Kabataş’taki müzik kültürü enjeksiyonu öyle iyi gelmişti ki, aldığımız kültürle çıktık okuldan. Müziğin estetik tınısını, eserleri dinlerken nelere daha fazla kulak vererek hangi duyguları yakalayacağımızı öğrenmiştik. Farklı müzik türlerinde de aynı dinleme alışkanlıklarıyla bestecilerin ya da yorumcuların genel karakter özelliklerini algılayabilir hale gelmiştik. Dinlediğim bir eserin kime ait olduğunu bilmesem bile büyük ölçüde doğru tahmin edebiliyordum.

Hasan Özak’lı Kabataş’tan sonra, üniversitede dinleyici olarak müzikle ilgim hep çok yakın oldu. Belki de herkesten daha fazla ilgili idim müzikle ve müziğin tarihini okuyor ve çalışıyordum. Bir seçme yapıldı İstanbul Devlet Opera ve Balesi’nde. Amaç, gençlik korosuna gençleri çekip, ileride profesyonel olarak müzik yapacak insan yetiştirmek. Gittim ve katıldım seçmelere. Kabul edildim. Demek ki sesim normalleşip, bir kıvama gelmişti artık.
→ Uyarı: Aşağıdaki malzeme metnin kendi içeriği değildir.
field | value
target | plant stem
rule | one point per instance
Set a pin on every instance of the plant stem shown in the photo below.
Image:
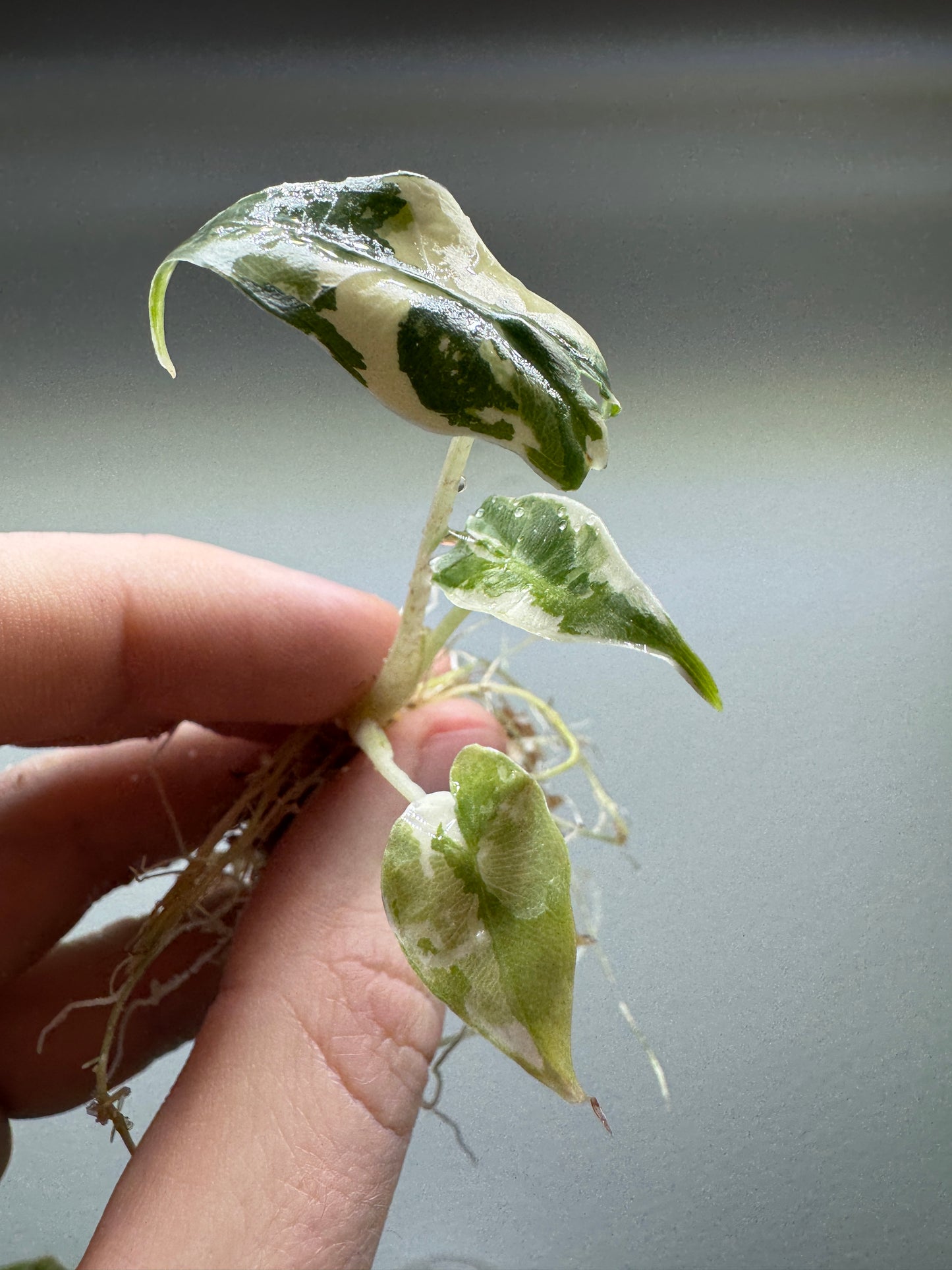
(549, 714)
(437, 638)
(404, 664)
(374, 742)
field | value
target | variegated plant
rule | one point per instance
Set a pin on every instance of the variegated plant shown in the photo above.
(390, 276)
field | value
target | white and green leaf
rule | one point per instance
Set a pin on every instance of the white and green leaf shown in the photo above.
(549, 565)
(476, 884)
(390, 276)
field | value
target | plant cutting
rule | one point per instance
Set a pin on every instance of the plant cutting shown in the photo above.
(390, 276)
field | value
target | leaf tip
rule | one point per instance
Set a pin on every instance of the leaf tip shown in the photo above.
(156, 314)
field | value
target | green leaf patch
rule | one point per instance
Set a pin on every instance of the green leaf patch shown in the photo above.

Her cumartesi günüm provalarda geçiyordu. Koronun bas grubunda idim. Sesim koyu bir baritondu ve baslarla oturmam daha uygundu. Provalardan sonra, her Cumartesi 15:30’da başlayan opera temsilleri bizlere bedava idi. Prova bitince, doğru büyük konser salonuna gidip o günkü operayı izliyorduk. Derken, sıra bize geldi. Profesyonel sanatçıların arkasında koroda çıkmaya başladık. Atatürk Kültür Merkezi ve Kadıköy’deki Haldun Taner Sahnesi’nde konserlere çıktık. Bizi çalıştıran Yücel Elmas, konservatuara girmemi önerdi. “Nasıl olacak?” dedim. “Yarı zamanlı gidersin, iktisat eğitimini de mutlaka bitir ve yarım bırakma” dedi. İktisat bitince, tam zamanlı olarak konservatuara devam edip bir de müzik eğitimi almış olacaktım.

Cesaret edemedim. Çok düşündüm. Günlerce ve aylarca düşündüm ama olmadı. Hasan Özak ile başlayan ve temelleri Kabataş’ta atılan müzik kültürü beni hiç düşünmediğim bir yere getirmişti. Bir an önce okulu bitirip yurt dışına gitmeye çaba göstermek eğilimi ve şartlanmışlığı ağır bastı. Konservatuara da gitmem ve yarı zamanlı eğitimden tam zamanlıya geçmem toplam 6 yıllık bir üniversite eğitimine denk gelecekti. Yapamadım.

İstanbul Üniversitesi İktisat Fakültesi bitti. Benim için de artık koroya veda zamanı gelmişti. Okulla beraber korodan ayrılmam gerektiğini kimse bilmiyodu ve beni yeni sezonun bir müzikaline seçtiler. Seçmelerde, fiziki görünüm de bir kriterdi. Sokaklarda kavga eden farklı etnik kökenden gençleri oynayacaktık ve ben açık renkli olduğum için sokak kavgalarında Latin değil, Amerikalı gençleri temsil eden grupta yer alacaktım.

Provalar başladı. Okul bitti. Provaları ortasında bırakmak zorunda kaldım.

Müzikalin adı Batı Yakasının Hikayesi idi.